Le mythe de création du monde (创世神话 [chuàngshì shénhuà] ; 创世 [chuàngshì] : création, 神化 [shénhuà] : mythe, légende) le plus connu et le plus communément accepté en Chine est celui de Pangu (盘古 [pángǔ]), dont l’histoire est ainsi racontée :
Au début, n’existaient que le vide immense, ainsi qu’un amas informe, le chaos primitif, ressemblant à un œuf de poule. Dans cet œuf, naquit un géant qui s’appelait Pangu. Pangu voulait sortir de cet œuf, et pour cela, frappa contre la coquille avec la hache géante dont il disposait. Il lui fallut 18.000 ans pour briser la coquille. Lorsque Pangu put enfin sortir de sa prison, les principes yin et yang se séparèrent, donnant naissance au ciel et à la terre. Pour éviter que les deux principes primordiaux ne se mêlent à nouveau, Pangu, de ses bras, poussa le ciel qui se trouvait au-dessus de lui, les pieds fermement ancrés au sol. Le ciel s’éleva d’une « toise » (丈 [zhàng], unité de mesure de longueur ancienne, qui vaut, selon les auteurs et les époques, entre 2,5 et 3,3 m environ) chaque jour, et la terre épaissit également d’une toise chaque jour. Pangu grandissait dans le même temps selon les mêmes proportions. À l’issue de ce processus, qui dura également 18.000 ans, le ciel avait atteint une hauteur de 90.000 li (里 [lǐ], ancienne mesure de longueur, valant entre 350 et 420 mètres environ), et la terre, une épaisseur de 90.000 li également. Épuisé par l’effort, Pangu, voyant que l’ensemble était stable et ne grandissait plus, décida de se reposer. Il s’endormit, pour ne jamais se réveiller. Son corps de transforma alors : son œil droit devint le soleil, le gauche la lune, son sang donna naissance aux fleuves et aux rivières, ses tendons devinrent des routes, les poils de son corps furent à l’origine de la végétation, son souffle se transforma en vent, et sa voix créa le tonnerre. Quant aux métaux, aux roches et aux pierres précieuses, ils résultèrent de la transformation des os et des dents de Pangu. D’aucuns prétendent encore que les puces (ou les poux) qui se cachaient dans l’abondante pilosité du géant devinrent les animaux et les hommes.

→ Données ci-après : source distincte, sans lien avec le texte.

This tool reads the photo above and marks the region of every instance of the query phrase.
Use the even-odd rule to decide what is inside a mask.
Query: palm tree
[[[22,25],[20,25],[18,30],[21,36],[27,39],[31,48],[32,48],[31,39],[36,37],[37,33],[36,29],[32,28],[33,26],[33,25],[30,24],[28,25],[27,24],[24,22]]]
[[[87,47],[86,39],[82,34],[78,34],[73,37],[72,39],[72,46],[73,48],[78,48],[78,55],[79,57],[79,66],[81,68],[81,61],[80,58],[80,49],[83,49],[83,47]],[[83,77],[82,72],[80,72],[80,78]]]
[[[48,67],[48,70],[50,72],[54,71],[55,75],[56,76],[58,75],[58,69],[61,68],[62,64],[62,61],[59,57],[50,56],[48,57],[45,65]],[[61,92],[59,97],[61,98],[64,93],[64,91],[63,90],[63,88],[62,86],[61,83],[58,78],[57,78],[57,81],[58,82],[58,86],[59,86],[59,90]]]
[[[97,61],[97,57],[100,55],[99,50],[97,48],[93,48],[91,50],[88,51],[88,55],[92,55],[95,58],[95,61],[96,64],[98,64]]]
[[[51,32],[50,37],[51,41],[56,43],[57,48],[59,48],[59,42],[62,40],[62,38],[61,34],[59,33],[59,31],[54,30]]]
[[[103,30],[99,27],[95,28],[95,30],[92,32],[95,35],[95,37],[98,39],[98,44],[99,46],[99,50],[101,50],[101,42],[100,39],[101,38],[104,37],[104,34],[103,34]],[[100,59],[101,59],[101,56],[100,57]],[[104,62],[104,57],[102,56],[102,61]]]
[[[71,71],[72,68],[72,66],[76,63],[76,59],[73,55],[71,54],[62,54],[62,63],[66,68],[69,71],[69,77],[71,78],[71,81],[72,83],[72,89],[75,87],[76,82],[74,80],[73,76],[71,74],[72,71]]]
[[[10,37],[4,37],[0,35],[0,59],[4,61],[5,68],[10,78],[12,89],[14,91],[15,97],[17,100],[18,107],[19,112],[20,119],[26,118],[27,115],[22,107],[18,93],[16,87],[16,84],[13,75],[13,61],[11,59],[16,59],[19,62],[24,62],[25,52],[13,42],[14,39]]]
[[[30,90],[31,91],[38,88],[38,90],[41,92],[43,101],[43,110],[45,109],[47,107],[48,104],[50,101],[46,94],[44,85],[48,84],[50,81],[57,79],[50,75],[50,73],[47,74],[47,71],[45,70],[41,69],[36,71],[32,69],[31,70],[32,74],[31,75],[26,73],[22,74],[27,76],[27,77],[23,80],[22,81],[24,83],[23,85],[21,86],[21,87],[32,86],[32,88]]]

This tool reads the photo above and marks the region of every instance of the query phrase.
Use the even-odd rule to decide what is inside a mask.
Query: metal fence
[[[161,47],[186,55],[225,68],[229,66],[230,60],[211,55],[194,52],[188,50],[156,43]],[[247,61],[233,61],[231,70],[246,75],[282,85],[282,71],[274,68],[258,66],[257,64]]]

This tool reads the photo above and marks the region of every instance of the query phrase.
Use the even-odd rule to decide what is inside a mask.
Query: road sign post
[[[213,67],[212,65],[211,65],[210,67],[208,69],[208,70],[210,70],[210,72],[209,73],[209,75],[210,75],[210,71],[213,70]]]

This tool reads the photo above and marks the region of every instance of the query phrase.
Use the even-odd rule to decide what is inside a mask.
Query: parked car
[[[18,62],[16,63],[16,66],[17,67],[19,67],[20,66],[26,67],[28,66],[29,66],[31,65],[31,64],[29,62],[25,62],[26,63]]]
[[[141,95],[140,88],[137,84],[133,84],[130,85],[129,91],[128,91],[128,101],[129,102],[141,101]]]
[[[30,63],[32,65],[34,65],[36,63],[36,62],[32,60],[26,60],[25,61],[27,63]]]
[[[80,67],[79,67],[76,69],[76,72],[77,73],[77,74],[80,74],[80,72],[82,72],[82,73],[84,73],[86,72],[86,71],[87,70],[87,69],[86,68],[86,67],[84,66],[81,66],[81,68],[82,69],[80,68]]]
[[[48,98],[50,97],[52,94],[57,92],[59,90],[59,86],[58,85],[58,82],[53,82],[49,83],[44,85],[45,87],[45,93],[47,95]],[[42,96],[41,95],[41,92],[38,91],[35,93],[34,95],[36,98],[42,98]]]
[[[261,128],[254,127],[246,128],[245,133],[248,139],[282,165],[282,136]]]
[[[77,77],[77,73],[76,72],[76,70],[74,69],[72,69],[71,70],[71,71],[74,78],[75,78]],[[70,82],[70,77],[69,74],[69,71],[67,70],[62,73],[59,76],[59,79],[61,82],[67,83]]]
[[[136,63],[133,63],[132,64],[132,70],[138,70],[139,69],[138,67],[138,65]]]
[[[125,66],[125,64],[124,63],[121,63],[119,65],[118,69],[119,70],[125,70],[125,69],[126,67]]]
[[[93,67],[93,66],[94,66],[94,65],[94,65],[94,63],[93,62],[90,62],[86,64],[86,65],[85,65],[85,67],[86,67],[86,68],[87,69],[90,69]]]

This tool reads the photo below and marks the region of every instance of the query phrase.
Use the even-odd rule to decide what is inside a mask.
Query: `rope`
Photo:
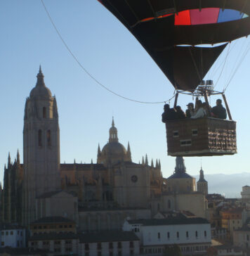
[[[239,67],[240,67],[240,65],[242,64],[242,62],[243,62],[244,59],[246,58],[246,55],[247,55],[248,52],[249,51],[249,50],[250,50],[250,42],[249,43],[249,45],[248,45],[248,46],[246,47],[246,49],[245,51],[243,53],[243,55],[242,55],[242,56],[241,59],[239,60],[239,63],[238,63],[238,65],[237,65],[237,67],[236,68],[236,69],[235,69],[235,72],[233,72],[233,74],[232,74],[232,75],[231,78],[230,79],[230,80],[229,80],[229,82],[228,82],[228,84],[227,84],[227,85],[226,85],[226,87],[224,88],[224,89],[223,89],[223,92],[225,92],[225,90],[228,89],[228,85],[229,85],[229,84],[230,84],[230,83],[231,82],[231,81],[232,81],[232,78],[233,78],[233,77],[234,77],[234,76],[235,75],[235,74],[236,74],[237,71],[238,70],[239,68]]]
[[[221,75],[223,72],[223,70],[224,70],[224,68],[225,68],[225,63],[227,62],[227,59],[228,59],[228,53],[229,53],[229,51],[230,51],[230,44],[229,44],[229,46],[228,46],[228,53],[227,53],[227,55],[225,58],[225,61],[224,61],[224,63],[223,63],[223,66],[222,67],[222,69],[221,69],[221,73],[220,73],[220,75],[218,76],[218,79],[217,79],[217,81],[216,82],[216,85],[214,86],[213,89],[215,89],[216,87],[216,85],[221,77]]]
[[[198,67],[196,65],[195,60],[194,56],[192,55],[192,51],[191,51],[190,47],[188,47],[188,49],[189,49],[189,51],[190,51],[190,53],[191,54],[192,60],[192,62],[194,63],[194,65],[195,65],[195,69],[196,69],[196,72],[197,72],[197,75],[198,75],[198,77],[199,77],[199,82],[201,82],[202,79],[201,79],[201,77],[199,75]]]
[[[64,39],[63,38],[61,34],[60,33],[58,29],[57,28],[57,27],[55,26],[55,23],[53,22],[47,8],[46,7],[44,0],[41,0],[41,2],[44,8],[44,10],[46,11],[46,13],[47,13],[47,15],[53,25],[53,27],[54,27],[56,33],[58,34],[58,37],[60,37],[60,39],[61,39],[63,44],[64,44],[64,46],[65,46],[66,49],[67,50],[67,51],[70,53],[70,54],[72,56],[72,58],[74,59],[74,60],[77,63],[77,64],[79,65],[79,67],[93,80],[96,82],[96,84],[99,84],[100,87],[102,87],[103,89],[105,89],[105,90],[107,90],[107,91],[110,92],[111,94],[121,98],[124,100],[127,100],[127,101],[133,101],[133,102],[136,102],[138,103],[143,103],[143,104],[160,104],[160,103],[164,103],[167,101],[170,101],[173,97],[170,98],[168,100],[164,101],[157,101],[157,102],[151,102],[151,101],[137,101],[133,98],[130,98],[128,97],[125,97],[121,94],[119,94],[117,93],[116,93],[115,91],[111,90],[110,89],[107,88],[107,87],[105,87],[104,84],[103,84],[100,82],[99,82],[93,75],[92,75],[80,63],[80,61],[78,60],[78,58],[76,57],[76,56],[72,53],[72,51],[70,50],[70,47],[68,46],[68,45],[66,44],[65,41],[64,40]]]

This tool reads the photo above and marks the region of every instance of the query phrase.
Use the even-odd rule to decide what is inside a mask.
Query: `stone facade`
[[[26,100],[23,165],[9,157],[1,196],[2,219],[22,223],[51,216],[67,217],[81,231],[119,229],[127,217],[148,219],[159,211],[189,210],[206,217],[203,193],[176,158],[175,172],[162,177],[160,161],[132,161],[119,142],[114,119],[108,143],[97,151],[97,162],[60,163],[60,131],[55,96],[45,86],[41,68]],[[1,190],[0,191],[1,191]]]

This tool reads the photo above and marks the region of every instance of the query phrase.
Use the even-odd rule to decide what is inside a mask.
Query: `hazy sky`
[[[97,0],[44,0],[51,17],[81,63],[101,83],[126,97],[143,101],[164,101],[173,87],[130,32]],[[104,90],[79,68],[52,27],[40,0],[0,1],[0,169],[3,175],[8,152],[22,159],[22,127],[25,98],[36,84],[41,65],[46,86],[55,94],[60,127],[61,162],[96,161],[98,143],[108,139],[112,117],[119,142],[129,141],[132,159],[147,153],[159,158],[164,177],[171,175],[175,158],[166,155],[166,131],[161,122],[163,104],[138,104]],[[222,90],[237,66],[250,39],[231,44],[207,75]],[[238,153],[204,157],[206,174],[250,172],[249,55],[226,91],[234,120],[237,121]],[[185,108],[192,98],[181,96]],[[213,105],[216,97],[211,99]],[[171,102],[173,104],[173,102]],[[197,174],[201,158],[185,158],[187,171]],[[249,184],[250,185],[250,181]]]

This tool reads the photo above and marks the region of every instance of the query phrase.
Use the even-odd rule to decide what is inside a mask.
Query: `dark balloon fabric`
[[[250,0],[98,1],[179,89],[195,89],[226,43],[250,34]]]

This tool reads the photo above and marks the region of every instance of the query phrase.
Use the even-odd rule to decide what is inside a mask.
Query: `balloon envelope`
[[[250,0],[98,1],[179,89],[194,90],[227,43],[250,34]]]

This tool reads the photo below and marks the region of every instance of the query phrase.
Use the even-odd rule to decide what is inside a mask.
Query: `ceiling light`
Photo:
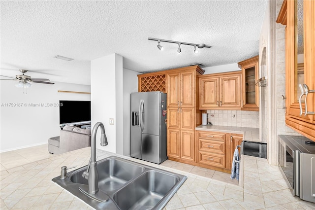
[[[195,53],[195,54],[198,54],[199,51],[198,51],[198,50],[196,49],[196,45],[194,46],[193,47],[194,47],[195,48],[195,50],[193,51],[193,52]]]
[[[70,61],[73,60],[73,58],[67,58],[66,57],[62,56],[61,55],[56,55],[54,58],[58,58],[58,59],[63,60],[64,61]]]
[[[29,87],[32,87],[32,85],[28,82],[25,82],[23,86],[24,88],[29,88]]]
[[[177,53],[180,54],[182,52],[182,50],[181,49],[181,43],[178,43],[178,49],[177,49]]]
[[[15,87],[23,87],[24,84],[22,81],[20,81],[19,83],[15,84]]]
[[[171,40],[166,40],[166,39],[161,39],[160,38],[148,38],[149,40],[152,40],[153,41],[158,41],[158,44],[157,45],[158,48],[159,50],[161,50],[162,49],[162,46],[160,45],[159,42],[161,41],[164,42],[169,42],[169,43],[175,43],[176,44],[178,44],[178,49],[177,49],[177,53],[180,53],[182,52],[182,49],[181,49],[181,44],[185,44],[187,45],[192,45],[194,47],[194,50],[193,52],[197,54],[199,52],[198,50],[196,49],[196,47],[198,47],[198,48],[203,48],[204,47],[207,47],[210,48],[211,47],[211,46],[207,45],[205,44],[194,44],[193,43],[189,43],[189,42],[183,42],[181,41],[172,41]]]
[[[160,42],[159,40],[158,41],[158,44],[157,46],[158,47],[159,50],[162,50],[163,49],[163,46],[159,45],[159,42]]]

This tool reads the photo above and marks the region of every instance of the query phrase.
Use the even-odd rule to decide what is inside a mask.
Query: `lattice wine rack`
[[[148,76],[141,78],[140,92],[161,91],[165,92],[165,74]]]

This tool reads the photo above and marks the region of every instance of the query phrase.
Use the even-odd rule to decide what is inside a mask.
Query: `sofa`
[[[60,136],[48,139],[48,151],[62,154],[91,146],[91,129],[66,125],[60,131]]]

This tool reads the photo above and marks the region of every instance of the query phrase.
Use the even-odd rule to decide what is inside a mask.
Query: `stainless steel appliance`
[[[166,154],[166,94],[161,92],[131,95],[130,156],[159,164]]]
[[[293,195],[315,203],[315,145],[307,143],[310,140],[305,137],[279,136],[279,163]]]

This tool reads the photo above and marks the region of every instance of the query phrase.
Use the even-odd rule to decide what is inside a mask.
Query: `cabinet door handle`
[[[309,87],[306,84],[303,84],[303,86],[305,90],[305,101],[304,101],[304,104],[305,104],[305,113],[304,114],[304,116],[306,116],[307,114],[315,114],[315,113],[314,111],[308,111],[307,110],[307,96],[309,95],[309,93],[314,93],[315,90],[310,90],[310,88],[309,88]],[[300,115],[301,115],[301,114],[300,114]]]
[[[300,105],[300,116],[302,116],[302,114],[303,113],[303,110],[302,108],[302,97],[303,96],[303,95],[305,95],[305,93],[304,93],[304,89],[302,86],[301,84],[299,84],[299,87],[300,87],[300,89],[301,89],[301,95],[300,96],[300,99],[299,99],[299,104]]]

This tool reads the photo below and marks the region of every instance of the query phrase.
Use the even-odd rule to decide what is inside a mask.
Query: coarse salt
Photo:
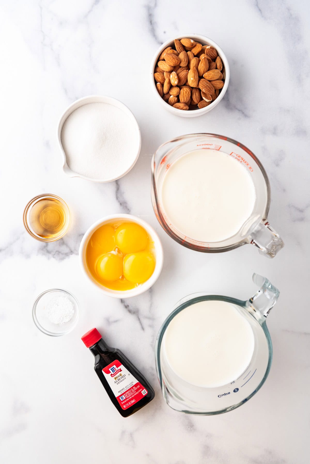
[[[125,111],[107,103],[88,103],[69,115],[61,141],[67,164],[93,179],[121,177],[134,164],[140,144],[139,130]]]
[[[69,322],[74,314],[73,304],[67,296],[62,295],[52,297],[45,309],[50,322],[59,325]]]

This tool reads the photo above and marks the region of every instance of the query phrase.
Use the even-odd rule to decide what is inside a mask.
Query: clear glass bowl
[[[54,324],[47,317],[46,306],[50,301],[51,296],[66,296],[72,303],[74,313],[70,321],[64,324]],[[46,335],[59,336],[71,332],[78,323],[79,317],[79,305],[74,296],[66,290],[51,289],[46,290],[37,297],[32,310],[33,322],[38,329]]]
[[[226,412],[241,406],[264,384],[272,360],[272,345],[266,318],[277,302],[279,292],[265,277],[254,274],[253,280],[261,286],[247,301],[204,292],[195,293],[178,302],[164,322],[155,345],[156,370],[164,398],[173,409],[201,415]],[[248,321],[254,335],[254,350],[251,362],[237,379],[220,387],[207,388],[188,383],[174,372],[165,353],[164,337],[169,324],[180,311],[195,303],[212,300],[230,303]],[[191,369],[190,366],[188,368]],[[202,361],[201,369],[204,369]]]
[[[33,207],[38,202],[44,200],[53,200],[59,202],[63,209],[63,213],[65,217],[65,223],[63,227],[59,231],[57,235],[55,234],[52,237],[44,237],[39,235],[32,227],[31,221],[30,220],[30,214]],[[32,199],[25,208],[23,220],[25,228],[29,235],[31,235],[32,237],[36,240],[40,240],[40,242],[54,242],[56,240],[59,240],[59,238],[64,236],[68,231],[71,221],[70,212],[67,204],[60,197],[58,197],[57,195],[53,195],[53,193],[44,193],[42,195],[38,195],[36,197],[34,197]]]
[[[256,200],[251,217],[237,233],[221,241],[207,243],[187,237],[174,227],[165,213],[161,191],[165,173],[173,162],[186,153],[208,148],[220,150],[243,165],[253,181]],[[152,200],[156,217],[167,233],[184,246],[205,253],[218,253],[251,244],[262,254],[273,258],[284,245],[282,238],[267,219],[270,205],[270,185],[266,171],[255,155],[239,142],[215,134],[181,135],[157,149],[152,158]]]

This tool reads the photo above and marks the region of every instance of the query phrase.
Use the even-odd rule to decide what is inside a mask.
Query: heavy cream
[[[237,233],[253,211],[253,182],[246,168],[213,149],[186,154],[165,174],[161,203],[179,232],[201,242],[219,242]]]
[[[163,339],[168,364],[192,385],[212,388],[235,380],[251,362],[254,336],[250,323],[232,303],[195,303],[170,322]]]

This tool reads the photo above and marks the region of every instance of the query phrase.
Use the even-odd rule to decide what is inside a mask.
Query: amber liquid
[[[37,235],[43,238],[59,235],[67,220],[67,212],[56,198],[39,200],[29,212],[29,225]]]

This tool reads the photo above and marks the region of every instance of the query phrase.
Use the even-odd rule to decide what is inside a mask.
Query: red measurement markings
[[[231,153],[229,154],[229,155],[230,156],[232,156],[233,158],[234,158],[235,160],[237,160],[237,161],[238,161],[240,163],[244,163],[251,172],[253,172],[253,168],[249,164],[249,163],[247,162],[246,160],[245,160],[244,158],[243,158],[240,155],[238,155],[237,153],[235,153],[234,152],[232,151]]]
[[[201,147],[202,148],[204,149],[212,148],[213,150],[219,150],[222,148],[222,145],[217,145],[214,143],[199,143],[196,146]]]

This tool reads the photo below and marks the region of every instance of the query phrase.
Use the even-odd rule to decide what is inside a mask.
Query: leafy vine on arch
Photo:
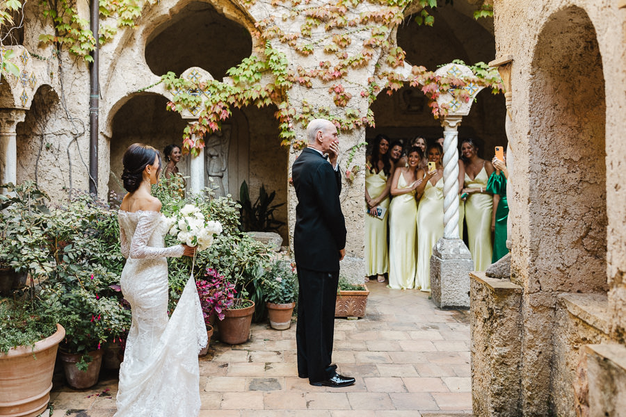
[[[247,0],[247,7],[252,7],[257,0]],[[374,126],[374,115],[369,105],[383,90],[392,94],[405,84],[419,88],[428,99],[433,117],[445,115],[449,110],[446,105],[440,106],[437,98],[449,92],[456,99],[467,101],[470,95],[463,88],[468,83],[488,87],[494,93],[504,90],[499,75],[495,69],[483,63],[470,66],[474,74],[472,79],[460,79],[454,76],[440,76],[424,67],[414,66],[410,74],[405,69],[405,51],[391,44],[388,40],[390,28],[400,24],[404,19],[406,8],[410,0],[367,0],[379,6],[372,11],[362,13],[355,17],[346,17],[348,12],[362,0],[333,0],[322,6],[310,6],[310,0],[271,0],[275,13],[257,23],[257,31],[254,34],[264,45],[249,58],[243,60],[227,73],[230,82],[211,81],[197,83],[182,77],[176,78],[172,73],[163,76],[166,87],[170,91],[191,92],[177,94],[168,104],[168,108],[182,111],[185,108],[198,107],[200,113],[198,123],[185,129],[183,147],[185,152],[198,154],[204,147],[204,136],[218,130],[221,122],[231,114],[232,107],[255,105],[259,107],[276,104],[275,117],[279,121],[279,136],[282,145],[298,149],[304,145],[303,140],[296,138],[294,124],[305,126],[316,117],[331,120],[342,131],[350,131],[364,126]],[[419,0],[420,6],[432,6],[433,0]],[[435,3],[436,5],[436,2]],[[424,9],[423,9],[424,10]],[[280,12],[285,12],[280,14]],[[354,13],[353,13],[353,15]],[[424,16],[424,15],[422,15]],[[300,18],[304,22],[299,32],[285,33],[277,19]],[[432,21],[425,22],[431,24]],[[319,33],[323,28],[327,35],[314,39],[312,33]],[[351,35],[367,33],[363,46],[358,52],[348,54],[346,49],[352,43]],[[284,54],[275,45],[296,51],[303,57],[311,55],[317,48],[323,48],[328,59],[319,62],[314,68],[307,70],[289,63]],[[346,86],[354,90],[355,83],[347,79],[351,70],[371,65],[376,48],[386,52],[383,65],[385,70],[378,70],[367,83],[358,84],[360,95],[368,101],[368,110],[362,114],[357,108],[348,107],[353,98]],[[353,49],[353,51],[354,49]],[[460,61],[456,61],[463,63]],[[291,65],[290,65],[291,64]],[[378,64],[377,64],[378,65]],[[296,86],[313,88],[325,86],[335,106],[314,106],[306,101],[299,103],[299,109],[289,101],[287,92]],[[346,84],[346,85],[344,85]],[[194,92],[202,91],[209,97],[204,101]]]

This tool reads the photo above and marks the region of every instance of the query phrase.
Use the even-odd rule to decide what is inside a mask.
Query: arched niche
[[[192,1],[148,37],[145,60],[156,74],[200,67],[215,79],[252,54],[252,37],[209,3]]]
[[[248,106],[234,109],[232,116],[223,126],[231,126],[233,145],[238,144],[236,149],[233,149],[232,145],[229,154],[230,192],[232,197],[239,199],[239,189],[244,180],[250,188],[252,203],[259,196],[262,185],[265,186],[268,193],[275,191],[276,195],[271,204],[284,203],[275,211],[274,217],[284,222],[278,233],[287,245],[289,241],[286,204],[289,152],[287,147],[280,145],[278,121],[274,117],[277,110],[274,105],[260,108]]]
[[[53,184],[69,186],[65,126],[58,117],[62,111],[58,96],[49,85],[37,89],[24,122],[16,128],[18,183],[35,181],[51,193],[56,190],[47,187]]]
[[[123,171],[122,156],[133,143],[145,143],[161,152],[170,143],[182,146],[183,131],[187,122],[175,111],[166,109],[168,99],[159,95],[146,93],[133,96],[122,104],[113,117],[109,143],[111,167],[109,191],[123,195],[120,177]],[[185,156],[178,164],[182,175],[188,172]]]
[[[605,291],[604,79],[583,9],[561,10],[546,23],[531,80],[529,291]]]

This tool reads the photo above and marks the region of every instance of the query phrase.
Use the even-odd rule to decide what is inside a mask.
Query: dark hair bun
[[[128,147],[122,158],[124,165],[122,181],[127,191],[134,193],[137,190],[143,181],[143,170],[145,167],[154,163],[156,157],[159,158],[159,170],[161,171],[161,153],[159,151],[143,143],[134,143]]]

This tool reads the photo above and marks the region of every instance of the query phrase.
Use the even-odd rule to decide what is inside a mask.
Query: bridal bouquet
[[[209,249],[213,244],[213,235],[222,233],[222,224],[205,219],[193,204],[186,204],[170,221],[170,234],[176,236],[181,243],[198,246],[200,251]]]

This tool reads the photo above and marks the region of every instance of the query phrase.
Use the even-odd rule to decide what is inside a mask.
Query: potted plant
[[[335,316],[358,318],[365,316],[369,290],[364,284],[352,284],[340,277],[335,303]]]
[[[47,313],[34,280],[27,291],[15,288],[15,271],[37,279],[51,268],[40,203],[34,184],[0,186],[0,265],[11,276],[7,298],[0,297],[0,415],[38,416],[47,407],[57,348],[65,332]]]
[[[207,268],[204,277],[206,279],[198,279],[195,281],[208,339],[207,346],[200,352],[198,356],[204,356],[208,353],[209,344],[213,336],[213,322],[216,316],[220,320],[224,319],[225,310],[232,306],[234,299],[234,286],[227,282],[224,277],[218,274],[215,270]]]
[[[0,299],[0,416],[38,416],[50,400],[57,347],[65,331],[36,300]]]
[[[130,316],[116,297],[107,294],[116,277],[102,269],[83,268],[63,280],[44,283],[42,290],[47,311],[58,314],[66,329],[60,357],[67,384],[78,389],[97,382],[104,345],[125,331]]]
[[[298,298],[298,276],[293,264],[287,259],[272,264],[262,281],[267,300],[270,326],[277,330],[286,330],[291,325],[291,316]]]

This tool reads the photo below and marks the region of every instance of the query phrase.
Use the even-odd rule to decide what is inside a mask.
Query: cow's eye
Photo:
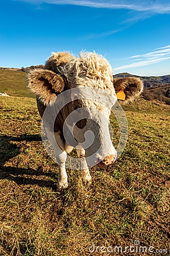
[[[80,106],[79,106],[79,105],[74,105],[73,106],[73,108],[75,110],[76,109],[79,109],[80,107]]]

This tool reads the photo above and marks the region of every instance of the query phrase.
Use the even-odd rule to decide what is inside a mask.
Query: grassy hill
[[[0,69],[0,92],[6,92],[10,96],[35,98],[35,95],[27,88],[26,72]]]
[[[129,139],[121,157],[105,169],[91,168],[90,187],[68,170],[69,187],[61,192],[35,99],[1,97],[0,108],[1,255],[120,255],[115,246],[124,250],[137,240],[169,255],[169,106],[140,99],[124,106]],[[116,145],[113,116],[111,122]],[[99,247],[91,253],[94,245]],[[150,255],[139,249],[133,255]]]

Comme ce mythe est apparu assez tardivement en Chine (vers la fin du IIe siècle de notre ère), nombreux sont ceux qui mettent en doute l’origine chinoise de Pangu, et pensent qu’il s’agit en fait de l’adaptation d’un mythe d’origine indienne. Cependant, d’autres chercheurs pensent trouver dans des ouvrages chinois anciens des traces de ce géant démiurge ; d’autres encore penchent pour une origine méridionale, car on trouverait chez des minorités ethniques du Guizhou des mythes très proches de celui de Pangu.
Finalement, ce qui m’importe, c’est que l’histoire telle qu’elle est racontée ci-dessus est celle qui a cours en Chine aujourd’hui, que l’on raconte à tous les écoliers chinois, et qu’elle est connue de tous.
Sur le mythe de Pangu, je vous invite à lire l’article en français que lui consacre Wikipedia (ici), ou encore l’article de Baidu (ici).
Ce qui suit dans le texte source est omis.